The consortium is being formed in the wake of Japanese legislators amending the country’s crypto laws. In March, Japan’s legislative body, the Diet, introduced a new bill to define security tokens as liquid securities, which would amend the existing Act on Settlement of Funds and the Financial Instruments and Exchange Act.

“It has to go through loopholes of intermediaries–the issuer, the paying agent, the clearing house–to be able to actually pay back to the investor whatever portion of the note they acquire,” Domingo said about the current way in which fixed income assets are issued and bought. “This process is bound to have errors.”

Earlier this year, Securitize launched its digital security offering service and a referral network to help companies issue and manage digital securities and registered with the SEC as a transfer agent to act as the official record keeper of securities issued on blockchain.
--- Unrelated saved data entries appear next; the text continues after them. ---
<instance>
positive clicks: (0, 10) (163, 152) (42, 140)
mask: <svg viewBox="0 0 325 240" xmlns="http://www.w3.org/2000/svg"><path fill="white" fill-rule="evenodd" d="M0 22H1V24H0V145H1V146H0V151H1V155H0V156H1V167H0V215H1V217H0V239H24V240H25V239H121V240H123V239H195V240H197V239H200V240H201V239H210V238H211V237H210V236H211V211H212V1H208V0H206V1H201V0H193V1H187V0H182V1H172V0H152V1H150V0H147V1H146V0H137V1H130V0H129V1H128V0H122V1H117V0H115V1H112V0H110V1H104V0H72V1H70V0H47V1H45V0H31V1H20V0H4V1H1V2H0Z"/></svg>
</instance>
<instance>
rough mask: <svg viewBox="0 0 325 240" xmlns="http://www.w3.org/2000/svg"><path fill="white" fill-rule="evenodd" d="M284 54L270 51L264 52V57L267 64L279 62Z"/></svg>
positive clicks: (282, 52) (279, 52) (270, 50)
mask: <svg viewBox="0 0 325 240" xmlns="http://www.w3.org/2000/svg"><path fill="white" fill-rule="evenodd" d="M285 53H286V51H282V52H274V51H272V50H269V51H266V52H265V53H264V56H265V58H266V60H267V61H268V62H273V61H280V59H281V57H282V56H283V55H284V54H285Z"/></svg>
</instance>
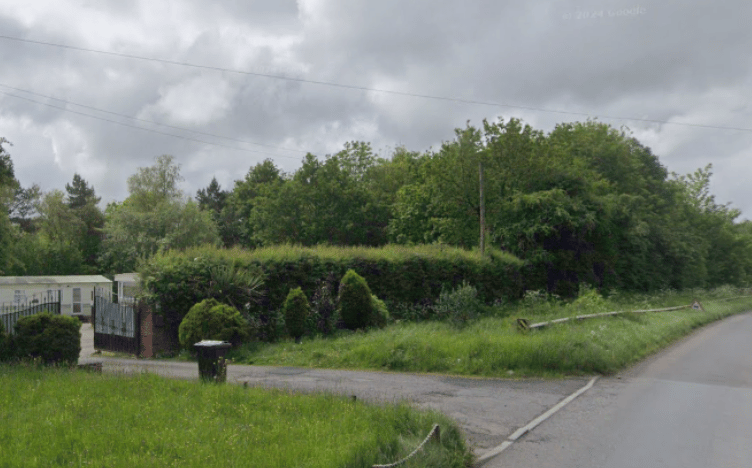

The company raised a $14 million funding round backed by MUFG Innovation Partners, Nomura Holdings and Santander InnoVentures.

MUFG has several other blockchain projects in its innovation pipeline.

The Japanese financial services giant is developing a blockchain payments network with fintech company Alkami Technologies to be launched in the first half of 2020. Its blockchain trade platform with NTT Data aimed at fostering trade between Singapore and Japan is being tested now, while the company is also participating in a blockchain proof-of-concept to streamline know-your-customer processes with HSBC Singapore, OCBC Bank and the Info-communications Media Development Authority, a Singapore regulator.

UPDATE (6, Nov. 00:58 UTC): A previous version of this story incorrectly stated that Securitize was the only company issuing security tokens in the consortium. Securitize is the only issuance platform provider that has joined the consortium.